The priority of any candidate visualisation to solve our particular problem is to show information such as marker data or error reporting within the context of a pedigree structure. A review of existing techniques for pedigree visualisation showed that current approaches fall short in either one of two categories: scalability and a lack of multivariate data display. Pedigree viewers emanating from a biology background such as PediDraw  or Peditree  acknowledge and support the integration of biological data on top of a pedigree, but do not scale well, partly because they stick to layout and representation recommendations developed for displaying pedigree data by the biology community [5, 6]. Often they are designed not for screen rendering but for outputting hard copy on high definition printers. Unbound by such representation guidelines, approaches to tackle pedigree drawing in the Information Visualisation field have focused on visual scalability through more compact layouts such as PVin and Pedvis [7, 8], and through adding interactive features that handle large data sets with operations such as filtering, guided navigating and dynamic zooming like Geneaquilts . However these focus on human genealogies and thus do not accommodate or consider displaying the type of data associated with animal pedigrees such as genotype data. Another specific problem that we recognised was that many pedigree visualisations are set up to show the global structure of pedigrees at the expense of quickly comparing immediate relations e.g.in most of these visualisations to connect between a parent and child involves tracing a link from one part of the screen to another, often through a sea of other links.

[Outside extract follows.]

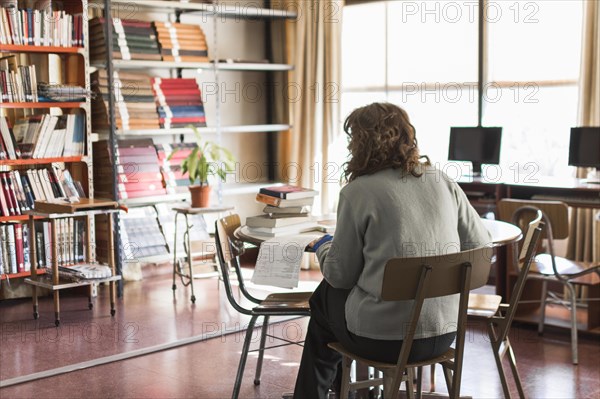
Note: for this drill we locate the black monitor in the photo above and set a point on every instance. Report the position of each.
(584, 147)
(478, 145)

The children are laid out such they lie directly above their female parent and directly below their male parent, making parental relationships much easier to follow on a generation by generation basis. This representation provides the family-centric visualisation necessary to view and assess errors in the context of a pedigree structure.
The initial VIPER display looked promising and revealed information about the distribution of errors in the pedigree structure not seen in ResSpecies. Additionally, it also allowed child-parent comparisons that were intractable in other pedigree visualisation tools. However, it still needed much in the way of development in terms of interactivity and specialised biological data display to make it useful for real users with the full range of real data they need to investigate. We therefore embarked on a two stage evaluation of the software, which forms the structure of the rest of this paper. Firstly, an initial evaluation was performed on a small number of test datasets and used to identify and implement any critical features or improvements required for a subsequent functionality evaluation. This second, in-depth evaluation performed by expert biologists tested the effectiveness of the visualisation in helping to identify a variety of representative error states deliberately introduced into simulated pedigree and genotype datasets. We then give an insight into how the size of datasets has scaled since the beginning of the project, along with a description of a complementary node-link visualisation. We then conclude with a discussion of the results and further work.

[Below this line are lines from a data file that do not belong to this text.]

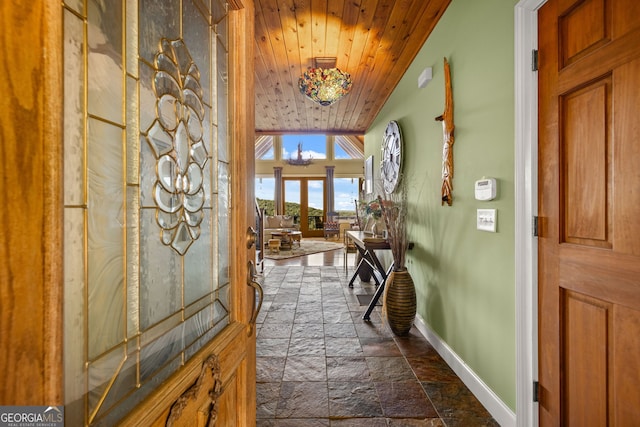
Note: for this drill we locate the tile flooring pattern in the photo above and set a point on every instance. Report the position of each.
(320, 364)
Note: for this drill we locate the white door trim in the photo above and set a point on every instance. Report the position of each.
(526, 198)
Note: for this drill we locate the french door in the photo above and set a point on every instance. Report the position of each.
(589, 244)
(304, 198)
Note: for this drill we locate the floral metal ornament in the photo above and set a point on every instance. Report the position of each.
(176, 137)
(324, 85)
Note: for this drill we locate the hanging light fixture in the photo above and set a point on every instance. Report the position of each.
(324, 84)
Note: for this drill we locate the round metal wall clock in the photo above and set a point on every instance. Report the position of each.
(391, 157)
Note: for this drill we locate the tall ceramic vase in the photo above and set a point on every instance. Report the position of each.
(400, 302)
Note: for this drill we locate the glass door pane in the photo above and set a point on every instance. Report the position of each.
(315, 207)
(292, 199)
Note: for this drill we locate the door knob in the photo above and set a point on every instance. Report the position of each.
(252, 236)
(257, 288)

The evaluation was performed in two stages. The first stage validated the ability of VIPER to handle and display the types of datasets to be used in the second stage - a utility evaluation  in which we tested the visualisation's ability to faithfully represent pedigree genotype datasets of the necessary scale, and to cope with and indicate errors and omissions within them. This is distinct from usability or efficiency testing, as the primary aim was to ensure the necessary functionality of the system is present. This allowed the identification of critical features for implementation to support data browsing and error localisation, necessary to support the data and events we wished to explore in the subsequent second evaluation.

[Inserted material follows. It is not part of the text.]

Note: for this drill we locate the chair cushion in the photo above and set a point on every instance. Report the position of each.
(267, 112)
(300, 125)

The second evaluation stage was performed after this extra identified implementation was delivered, and involved testing the visualisation's capability for displaying differing error types commonly found in real-world pedigree genotype datasets. Each separate 'error type' under test was evaluated by creating an appropriate permuted pedigree and genotype data file pair, and then browsing the data visualized in VIPER to verify whether the pattern of inheritance inconsistencies revealed could be used to deduce the underlying, causative error. Simulated datasets were used in order that each error type could be evaluated independently, without the confounding effect of multiple overlapping and interfering errors as found in real datasets.
The two stages of the evaluation were performed by two geneticists from Roslin with extensive experience in analysing and error-cleaning genotyped pedigree datasets. Such an evaluation might not have the numbers of other usability or utility inspection methods, but the expertise of the domain experts in helping assess the visualisation is the overriding factor here , any assessment by novices to the domain would be much less informative.
One geneticist created and anonymised the datasets, and monitored the other exploring each dataset in one-to-one sessions lasting an hour. The ease and accuracy with which errors were identified was qualitatively scored, and any issues with the interface or comments about desirable improvements were recorded. These observations formed the basis for deciding which additional information and functionality is essential to present to the user, what modifications might be beneficial but not essential, and any general usability and navigation issues. The approach has a similarity with expert reviews  but the experts here are domain rather than visualisation experts, as they are the only ones who can truthfully assess whether the necessary functionality is present and correct.
Statistics for anonymized chicken pedigree
Alternately pedigrees with controlled numbers of individuals, generations and families per generation were generated de novo using a parameterizable script. Dummy genotype data files for pedigrees were similarly created using a suite of creation and permutation scripts, and desired errors were introduced into either the pedigree or genotype files manually or with further editing scripts.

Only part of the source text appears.